The McGill University Department of Political Science carries on a long and pioneering tradition in the study of politics in North America. Founded in 1901, the Department's distinguished faculty is actively involved in a wide variety of ongoing research projects, and is committed to achieving a high level of academic excellence in research, graduate, and undergraduate education.
Department News
Awards and honours
Elisabeth Gidengil has been recognized with the 2012 Faculty of Arts Award for Distinction in Research.
Will Roberts received the 2012 Political Science Students' Association award for outstanding teaching; Cameron Fleming received the award for outstanding teaching by a teaching assistant.
Theodore McLaughlin has received the inaugural International Studies Association-Canada student essay prize for "Desertion and Collective Action in Civil Wars."
2011 Jill Vickers Prize of the Canadian Political Science Association: Melanee Thomas, “The Limits of Modernization: Gender, Generation, and Subjective Political Engagement in Canada, 1965–2008” This paper examines a fundamental question in gender and politics research: why do engagement and confidence gaps along gender lines persist, despite large–scale changes that would predict their disappearance? Thomas makes a powerful contribution to the literature with her analyses, for she demonstrates that existing theory is inadequate to account for contemporary gender gaps in the two dimensions. As such, the paper makes a critical contribution to the literature on gender and political behaviour. Thomas’ paper is well written and logically organized, the long time period she analyzes provides a compelling basis for testing her hypotheses, and the data work is impressive.
2011 CPSA Prize in International Politics of the Canadian Political Science Association: Vincent Pouliot, International Security in Practice: The Politics of NATO–Russian Diplomacy. 2010. Cambridge: Cambridge University Press, 282 pages. With International Security in Practice, Vincent Pouliot makes significant theoretical and substantive contributions to international relations, in general, and to the study of international security, more specifically. Pouliot articulates a “logic of practicality”, building upon the work of Pierre Bourdieu to extend constructivist theorizing to develop a “theory of practice of security communities.” Pouliot’s application of theory to practice in his unraveling of the post–Cold War relations between Russia and NATO allies provides important insights to this period and serves as a prototype for scholars investigating the development of security communities in other historical and regional contexts. With an initial work of this scope and sophistication, Pouliot has established himself at the forefront of his field.
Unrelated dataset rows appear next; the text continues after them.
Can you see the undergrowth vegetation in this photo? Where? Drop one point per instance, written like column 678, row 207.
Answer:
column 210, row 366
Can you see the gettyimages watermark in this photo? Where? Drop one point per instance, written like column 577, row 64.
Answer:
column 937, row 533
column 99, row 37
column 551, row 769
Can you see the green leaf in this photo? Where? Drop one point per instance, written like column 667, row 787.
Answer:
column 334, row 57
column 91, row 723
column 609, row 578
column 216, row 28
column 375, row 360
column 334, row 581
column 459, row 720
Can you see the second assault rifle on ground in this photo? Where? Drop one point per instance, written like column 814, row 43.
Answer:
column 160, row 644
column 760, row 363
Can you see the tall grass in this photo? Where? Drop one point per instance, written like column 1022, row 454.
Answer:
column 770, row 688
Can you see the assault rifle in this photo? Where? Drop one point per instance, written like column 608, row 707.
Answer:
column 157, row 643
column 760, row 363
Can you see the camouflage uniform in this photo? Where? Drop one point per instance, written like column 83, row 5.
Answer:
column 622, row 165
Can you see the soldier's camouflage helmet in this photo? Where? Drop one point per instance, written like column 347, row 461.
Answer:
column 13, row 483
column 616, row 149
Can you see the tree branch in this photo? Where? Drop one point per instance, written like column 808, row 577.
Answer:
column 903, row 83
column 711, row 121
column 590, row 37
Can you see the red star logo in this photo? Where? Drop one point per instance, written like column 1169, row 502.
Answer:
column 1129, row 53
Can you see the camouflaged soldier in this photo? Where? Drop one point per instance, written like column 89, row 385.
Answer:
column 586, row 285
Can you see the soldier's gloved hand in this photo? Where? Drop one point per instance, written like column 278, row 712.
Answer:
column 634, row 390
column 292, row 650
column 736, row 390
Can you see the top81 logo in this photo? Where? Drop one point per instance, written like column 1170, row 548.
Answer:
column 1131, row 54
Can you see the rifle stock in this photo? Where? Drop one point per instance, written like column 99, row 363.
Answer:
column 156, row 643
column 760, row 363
Rex Brynen has been awarded the 2011 Deborah Gerner Innovative Teaching In International Studies Award from the International Studies Association.
Recent faculty publications
Erik Kuhonta, The Politics of Equitable Development in Southeast Asia: The Institutional Imperative, Stanford University Press, 2011
Philip Oxhorn, Sustaining Civil Society: Economic Change, Democracy, and the Social Construction of Citizenship in Latin America, Pennsylvania State University Press, 2011
Maria Popova, Politicized Justice in Emerging Democracies, Cambridge University Press, 2012
Graduate student news
Five department doctoral students or recent alumni/ae have accepted tenure-track appointments beginning 2012-13: Aisha Ahmad at the University of Toronto, Ece Atikcan at the University of Laval, Stefanie von Hlatky at Queen's University, Sarah-Myriam Martin-Brûlé at Bishop's University, and Jessica Trisko at the University of Western Ontario.